2.1 Model Architecture Summary

class seg_model(nn.Module):
    def __init__(self, num_seg_classes=6):
        super(seg_model, self).__init__()
        
        # 1. Encoder (Same as Classification)
        self.point_features = nn.Sequential(
            nn.Conv1d(3, 64, 1),
            nn.ReLU(),
            nn.Conv1d(64, 128, 1),
            nn.ReLU(),
            nn.Conv1d(128, 1024, 1)
        )
        
        # 2. Decoder (The "Concatenation Trick")
        # Input: 1024 (Global) + 1024 (Local) = 2048
        self.decoder = nn.Sequential(
            nn.Conv1d(2048, 512, 1),
            nn.ReLU(),
            nn.Conv1d(512, 256, 1),
            nn.ReLU(),
            nn.Conv1d(256, 128, 1),
            nn.ReLU(),
            nn.Conv1d(128, num_seg_classes, 1)
        )

    def forward(self, points):
        '''
        points: tensor of size (B, N, 3)
        output: tensor of size (B, N, num_seg_classes)
        '''
        batch_size = points.size(0)
        num_points = points.size(1)
        
        # Transpose: (B, N, 3) -> (B, 3, N)
        points_transposed = points.transpose(1, 2)
        
        # Encoder: (B, 3, N) -> (B, 1024, N)
        local_features = self.point_features(points_transposed)
        
        # Max Pooling (Global Feature): (B, 1024, N) -> (B, 1024, 1)
        global_feature = torch.max(local_features, dim=2, keepdim=True)[0]
        
        # Expansion: (B, 1024, 1) -> (B, 1024, N)
        global_feature_repeated = global_feature.repeat(1, 1, num_points)
        
        # Concatenation: (B, 1024, N) + (B, 1024, N) -> (B, 2048, N)
        combined_features = torch.cat([local_features, global_feature_repeated], dim=1)
        
        # Decoder: (B, 2048, N) -> (B, num_seg_classes, N)
        logits = self.decoder(combined_features)
        
        # Transpose back: (B, num_seg_classes, N) -> (B, N, num_seg_classes)
        return logits.transpose(1, 2)

2.2 Training Setup

2.3 Test Accuracy

Final Test Accuracy: 0.8995

2.4 Visualizations

For each object: show predicted segmentation + ground truth.

Object 1

Object 2

Object 3

Object 4 — Bad Prediction

Object 5 — Bad Prediction

2.5 Interpretation

The model achieves near-perfect accuracy on standard chair topologies where functional parts—such as legs, seats, and backrests—are geometrically distinct and spatially separated.
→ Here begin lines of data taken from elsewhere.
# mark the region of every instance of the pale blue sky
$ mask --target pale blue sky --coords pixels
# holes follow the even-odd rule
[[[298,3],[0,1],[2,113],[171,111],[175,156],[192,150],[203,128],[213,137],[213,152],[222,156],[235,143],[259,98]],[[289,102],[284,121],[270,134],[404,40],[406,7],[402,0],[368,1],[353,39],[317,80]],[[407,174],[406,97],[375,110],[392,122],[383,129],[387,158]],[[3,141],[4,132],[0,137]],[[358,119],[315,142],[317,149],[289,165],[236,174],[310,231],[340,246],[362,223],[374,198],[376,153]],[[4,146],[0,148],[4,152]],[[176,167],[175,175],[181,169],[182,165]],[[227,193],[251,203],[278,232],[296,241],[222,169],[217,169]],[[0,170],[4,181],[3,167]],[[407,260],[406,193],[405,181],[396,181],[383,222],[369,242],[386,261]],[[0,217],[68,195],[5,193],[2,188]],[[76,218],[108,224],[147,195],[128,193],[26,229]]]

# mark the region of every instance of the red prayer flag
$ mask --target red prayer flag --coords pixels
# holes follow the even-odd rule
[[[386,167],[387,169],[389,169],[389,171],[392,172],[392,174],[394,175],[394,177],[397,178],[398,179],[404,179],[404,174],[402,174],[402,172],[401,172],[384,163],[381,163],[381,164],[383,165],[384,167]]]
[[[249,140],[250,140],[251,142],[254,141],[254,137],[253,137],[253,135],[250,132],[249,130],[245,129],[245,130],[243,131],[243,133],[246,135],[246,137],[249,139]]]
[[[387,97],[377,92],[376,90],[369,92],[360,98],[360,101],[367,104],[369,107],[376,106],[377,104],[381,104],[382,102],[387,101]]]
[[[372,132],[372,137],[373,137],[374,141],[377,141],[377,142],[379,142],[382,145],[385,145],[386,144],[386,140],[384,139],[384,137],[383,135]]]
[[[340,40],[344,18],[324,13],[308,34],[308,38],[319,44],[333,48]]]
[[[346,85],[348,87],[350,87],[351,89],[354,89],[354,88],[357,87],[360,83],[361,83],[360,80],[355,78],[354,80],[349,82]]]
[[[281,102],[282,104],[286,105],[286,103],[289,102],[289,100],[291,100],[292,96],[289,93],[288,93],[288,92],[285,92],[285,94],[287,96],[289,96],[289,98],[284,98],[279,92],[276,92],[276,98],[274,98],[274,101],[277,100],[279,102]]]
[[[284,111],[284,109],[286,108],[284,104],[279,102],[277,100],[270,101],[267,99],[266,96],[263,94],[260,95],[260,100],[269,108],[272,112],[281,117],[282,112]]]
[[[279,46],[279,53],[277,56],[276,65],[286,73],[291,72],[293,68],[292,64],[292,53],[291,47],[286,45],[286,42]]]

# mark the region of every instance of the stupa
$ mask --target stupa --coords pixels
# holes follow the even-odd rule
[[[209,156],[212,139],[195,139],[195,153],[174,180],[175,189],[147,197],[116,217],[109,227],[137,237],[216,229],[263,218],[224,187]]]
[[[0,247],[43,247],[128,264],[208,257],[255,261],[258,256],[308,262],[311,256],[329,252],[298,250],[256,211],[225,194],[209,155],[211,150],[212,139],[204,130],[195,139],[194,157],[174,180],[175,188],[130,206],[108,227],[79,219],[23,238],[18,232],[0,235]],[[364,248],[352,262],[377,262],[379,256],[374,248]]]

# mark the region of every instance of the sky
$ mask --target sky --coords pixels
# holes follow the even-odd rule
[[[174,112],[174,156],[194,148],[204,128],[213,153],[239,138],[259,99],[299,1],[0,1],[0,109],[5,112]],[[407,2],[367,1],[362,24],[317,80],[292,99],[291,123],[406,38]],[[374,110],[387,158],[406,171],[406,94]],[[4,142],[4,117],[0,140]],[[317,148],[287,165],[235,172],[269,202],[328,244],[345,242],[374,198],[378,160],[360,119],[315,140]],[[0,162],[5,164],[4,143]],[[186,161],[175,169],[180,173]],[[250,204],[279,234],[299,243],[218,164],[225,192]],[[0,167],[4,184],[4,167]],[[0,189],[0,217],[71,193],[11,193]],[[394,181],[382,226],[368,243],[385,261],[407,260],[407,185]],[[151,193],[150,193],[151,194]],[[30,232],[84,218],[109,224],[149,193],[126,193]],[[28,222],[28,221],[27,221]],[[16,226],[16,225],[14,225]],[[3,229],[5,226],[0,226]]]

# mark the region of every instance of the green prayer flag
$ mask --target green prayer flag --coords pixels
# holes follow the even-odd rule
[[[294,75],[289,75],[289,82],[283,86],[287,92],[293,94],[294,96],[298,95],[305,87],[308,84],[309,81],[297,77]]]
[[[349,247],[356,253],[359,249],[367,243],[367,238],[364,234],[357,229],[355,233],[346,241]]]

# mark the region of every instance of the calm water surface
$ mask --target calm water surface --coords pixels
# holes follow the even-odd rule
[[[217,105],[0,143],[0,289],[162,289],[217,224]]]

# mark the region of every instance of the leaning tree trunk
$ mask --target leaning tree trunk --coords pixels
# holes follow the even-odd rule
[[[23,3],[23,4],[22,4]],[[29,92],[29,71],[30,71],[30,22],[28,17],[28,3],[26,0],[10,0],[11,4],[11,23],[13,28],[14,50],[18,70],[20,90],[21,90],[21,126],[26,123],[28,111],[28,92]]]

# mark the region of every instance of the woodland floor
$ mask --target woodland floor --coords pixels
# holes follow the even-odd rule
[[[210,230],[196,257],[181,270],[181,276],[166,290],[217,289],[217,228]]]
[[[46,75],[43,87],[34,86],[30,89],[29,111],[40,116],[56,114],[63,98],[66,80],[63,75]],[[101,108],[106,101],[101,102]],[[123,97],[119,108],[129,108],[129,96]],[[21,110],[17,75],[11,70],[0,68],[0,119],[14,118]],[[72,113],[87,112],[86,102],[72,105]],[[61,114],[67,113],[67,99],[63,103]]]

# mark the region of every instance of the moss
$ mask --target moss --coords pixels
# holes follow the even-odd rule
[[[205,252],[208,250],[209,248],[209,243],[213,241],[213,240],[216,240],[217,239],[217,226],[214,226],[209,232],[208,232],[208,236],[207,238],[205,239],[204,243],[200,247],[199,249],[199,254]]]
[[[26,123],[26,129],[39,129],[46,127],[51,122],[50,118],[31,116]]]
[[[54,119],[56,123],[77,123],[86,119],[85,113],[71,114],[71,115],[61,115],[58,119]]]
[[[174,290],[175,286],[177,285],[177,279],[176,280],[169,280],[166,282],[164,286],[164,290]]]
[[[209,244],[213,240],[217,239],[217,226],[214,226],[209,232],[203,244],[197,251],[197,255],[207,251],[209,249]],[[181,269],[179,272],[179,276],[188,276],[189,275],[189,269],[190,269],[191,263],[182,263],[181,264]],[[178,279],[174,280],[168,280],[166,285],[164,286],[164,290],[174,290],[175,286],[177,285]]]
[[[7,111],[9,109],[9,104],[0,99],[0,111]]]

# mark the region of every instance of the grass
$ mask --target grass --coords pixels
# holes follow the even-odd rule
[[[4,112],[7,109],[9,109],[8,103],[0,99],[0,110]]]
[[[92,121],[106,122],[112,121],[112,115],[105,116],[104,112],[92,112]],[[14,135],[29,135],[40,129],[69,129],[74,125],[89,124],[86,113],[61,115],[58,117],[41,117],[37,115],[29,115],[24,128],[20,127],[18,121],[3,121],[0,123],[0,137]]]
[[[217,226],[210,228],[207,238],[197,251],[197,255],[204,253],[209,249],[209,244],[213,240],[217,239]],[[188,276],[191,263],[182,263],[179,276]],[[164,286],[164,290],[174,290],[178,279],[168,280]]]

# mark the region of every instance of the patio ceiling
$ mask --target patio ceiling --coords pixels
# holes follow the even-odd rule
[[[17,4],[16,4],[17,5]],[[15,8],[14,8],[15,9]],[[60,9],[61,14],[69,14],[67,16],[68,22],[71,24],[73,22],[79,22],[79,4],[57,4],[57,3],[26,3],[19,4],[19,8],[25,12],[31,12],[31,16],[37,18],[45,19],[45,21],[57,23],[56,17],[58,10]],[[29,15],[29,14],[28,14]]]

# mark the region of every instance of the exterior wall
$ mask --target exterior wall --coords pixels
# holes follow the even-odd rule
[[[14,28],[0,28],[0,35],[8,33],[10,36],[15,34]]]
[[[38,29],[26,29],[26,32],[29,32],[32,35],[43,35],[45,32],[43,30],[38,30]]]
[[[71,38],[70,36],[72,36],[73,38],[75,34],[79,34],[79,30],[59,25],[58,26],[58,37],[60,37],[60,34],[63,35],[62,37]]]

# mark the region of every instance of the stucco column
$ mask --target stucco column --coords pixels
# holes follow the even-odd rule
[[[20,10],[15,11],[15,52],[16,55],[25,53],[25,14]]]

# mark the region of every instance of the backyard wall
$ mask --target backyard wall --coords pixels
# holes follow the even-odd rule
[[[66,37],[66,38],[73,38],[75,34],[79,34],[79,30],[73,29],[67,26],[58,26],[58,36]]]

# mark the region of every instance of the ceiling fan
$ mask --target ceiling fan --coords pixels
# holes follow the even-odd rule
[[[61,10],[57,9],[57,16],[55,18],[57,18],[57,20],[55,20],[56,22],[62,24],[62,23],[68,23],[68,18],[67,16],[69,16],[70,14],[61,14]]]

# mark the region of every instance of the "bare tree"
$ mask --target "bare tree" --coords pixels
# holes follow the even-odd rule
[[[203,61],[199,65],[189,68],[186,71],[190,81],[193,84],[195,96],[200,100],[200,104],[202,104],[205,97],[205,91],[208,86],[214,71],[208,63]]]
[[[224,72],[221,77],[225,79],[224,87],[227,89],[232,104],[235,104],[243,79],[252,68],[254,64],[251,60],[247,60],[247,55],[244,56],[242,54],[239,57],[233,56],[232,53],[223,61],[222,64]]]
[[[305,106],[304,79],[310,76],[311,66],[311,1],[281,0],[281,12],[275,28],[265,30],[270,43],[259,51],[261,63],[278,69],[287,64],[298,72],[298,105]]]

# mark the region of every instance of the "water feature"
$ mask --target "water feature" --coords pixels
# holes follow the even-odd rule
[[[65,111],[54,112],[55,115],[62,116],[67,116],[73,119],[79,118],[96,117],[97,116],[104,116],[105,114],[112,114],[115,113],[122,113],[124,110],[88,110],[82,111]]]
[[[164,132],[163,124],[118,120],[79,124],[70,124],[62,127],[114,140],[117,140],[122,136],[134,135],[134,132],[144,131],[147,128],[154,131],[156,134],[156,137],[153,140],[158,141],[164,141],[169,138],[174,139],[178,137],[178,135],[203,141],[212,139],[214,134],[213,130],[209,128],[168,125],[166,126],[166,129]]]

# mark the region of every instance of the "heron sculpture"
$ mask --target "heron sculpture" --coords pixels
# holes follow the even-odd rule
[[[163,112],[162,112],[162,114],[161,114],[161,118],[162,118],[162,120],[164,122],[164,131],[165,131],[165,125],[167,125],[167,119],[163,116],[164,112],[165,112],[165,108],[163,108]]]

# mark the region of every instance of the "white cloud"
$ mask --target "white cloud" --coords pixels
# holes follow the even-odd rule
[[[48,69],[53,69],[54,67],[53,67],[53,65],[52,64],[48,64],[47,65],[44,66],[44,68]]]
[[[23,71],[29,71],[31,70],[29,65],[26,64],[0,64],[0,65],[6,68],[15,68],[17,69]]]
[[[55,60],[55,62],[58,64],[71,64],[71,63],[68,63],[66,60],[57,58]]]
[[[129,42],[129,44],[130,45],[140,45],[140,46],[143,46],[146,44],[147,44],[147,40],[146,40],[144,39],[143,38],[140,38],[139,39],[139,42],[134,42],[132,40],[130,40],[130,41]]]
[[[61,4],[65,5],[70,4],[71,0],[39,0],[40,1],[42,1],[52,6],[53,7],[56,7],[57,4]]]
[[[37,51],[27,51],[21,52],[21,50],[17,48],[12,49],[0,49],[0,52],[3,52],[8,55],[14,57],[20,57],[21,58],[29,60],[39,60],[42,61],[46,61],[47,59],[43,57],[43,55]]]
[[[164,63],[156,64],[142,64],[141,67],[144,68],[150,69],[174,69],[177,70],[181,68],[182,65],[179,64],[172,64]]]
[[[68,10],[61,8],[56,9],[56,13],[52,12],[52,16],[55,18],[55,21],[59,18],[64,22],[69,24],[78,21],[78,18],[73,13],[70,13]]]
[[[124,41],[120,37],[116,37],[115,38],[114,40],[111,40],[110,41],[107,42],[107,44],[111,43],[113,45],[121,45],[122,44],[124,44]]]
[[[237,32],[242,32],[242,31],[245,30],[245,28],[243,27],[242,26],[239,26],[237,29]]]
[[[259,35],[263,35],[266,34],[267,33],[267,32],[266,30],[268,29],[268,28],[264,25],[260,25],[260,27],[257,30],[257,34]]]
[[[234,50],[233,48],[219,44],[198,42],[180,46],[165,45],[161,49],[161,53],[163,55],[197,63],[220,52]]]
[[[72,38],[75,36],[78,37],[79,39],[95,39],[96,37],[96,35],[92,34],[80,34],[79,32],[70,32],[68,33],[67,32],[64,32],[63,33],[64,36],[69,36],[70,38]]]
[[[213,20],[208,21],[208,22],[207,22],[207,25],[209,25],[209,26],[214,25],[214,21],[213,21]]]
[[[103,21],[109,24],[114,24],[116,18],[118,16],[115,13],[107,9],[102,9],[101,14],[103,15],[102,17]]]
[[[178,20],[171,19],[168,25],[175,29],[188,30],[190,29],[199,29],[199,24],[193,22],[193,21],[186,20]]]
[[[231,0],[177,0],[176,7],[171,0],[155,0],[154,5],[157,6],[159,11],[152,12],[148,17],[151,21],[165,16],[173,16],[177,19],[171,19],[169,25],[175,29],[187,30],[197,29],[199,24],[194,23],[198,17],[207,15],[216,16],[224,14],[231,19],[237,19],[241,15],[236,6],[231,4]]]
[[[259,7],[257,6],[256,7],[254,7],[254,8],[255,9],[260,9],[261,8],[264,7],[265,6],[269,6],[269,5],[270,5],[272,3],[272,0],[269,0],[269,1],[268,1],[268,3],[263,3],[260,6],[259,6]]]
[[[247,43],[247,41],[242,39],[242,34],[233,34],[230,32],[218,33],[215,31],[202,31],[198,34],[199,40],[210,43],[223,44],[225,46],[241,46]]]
However, performance degrades significantly on complex shapes like armchairs or continuous curved designs (Object 4 and 5), where the boundaries between semantic parts are ambiguous or merged. In these failure cases, the model struggles to classify adjacent points that share similar local geometry, causing labels to incorrectly "bleed" across transition zones where parts are not clearly separated.


Q3. Robustness Analysis

Experiment 1

Procedure

Down-sampled each point cloud to 10k, 1k, 100, and 50 points, then reran the pretrained classification and segmentation models to quantify sensitivity to sparsity.

Accuracy Comparison

Visualizations

Interpretation

The point density doesn’t have big impact for prediction accuracy for classification task because even if points are as sparse as 50 points, general structure are still visible. Segmentation tasks was impacted more when points are becoming sparser because points for specific parts can come to a point where is not legible any more and specific points become ambiguous even with naked eye of which parts it belongs to.


Experiment 2

Procedure

Applied rigid rotations of 0°, 30°, 90°, and 180° around a principal axis before running inference, isolating orientation robustness without retraining.

Accuracy Comparison

Visualizations

Interpretation

Both tasks suffer large accuracy losses once the viewpoint differs from training orientation, with 90° being worst, likely because 90 degrees deviates away the most from the original structure. This indicates the models rely on canonical alignment and need rotation augmentation or equivariant architecture to generalize.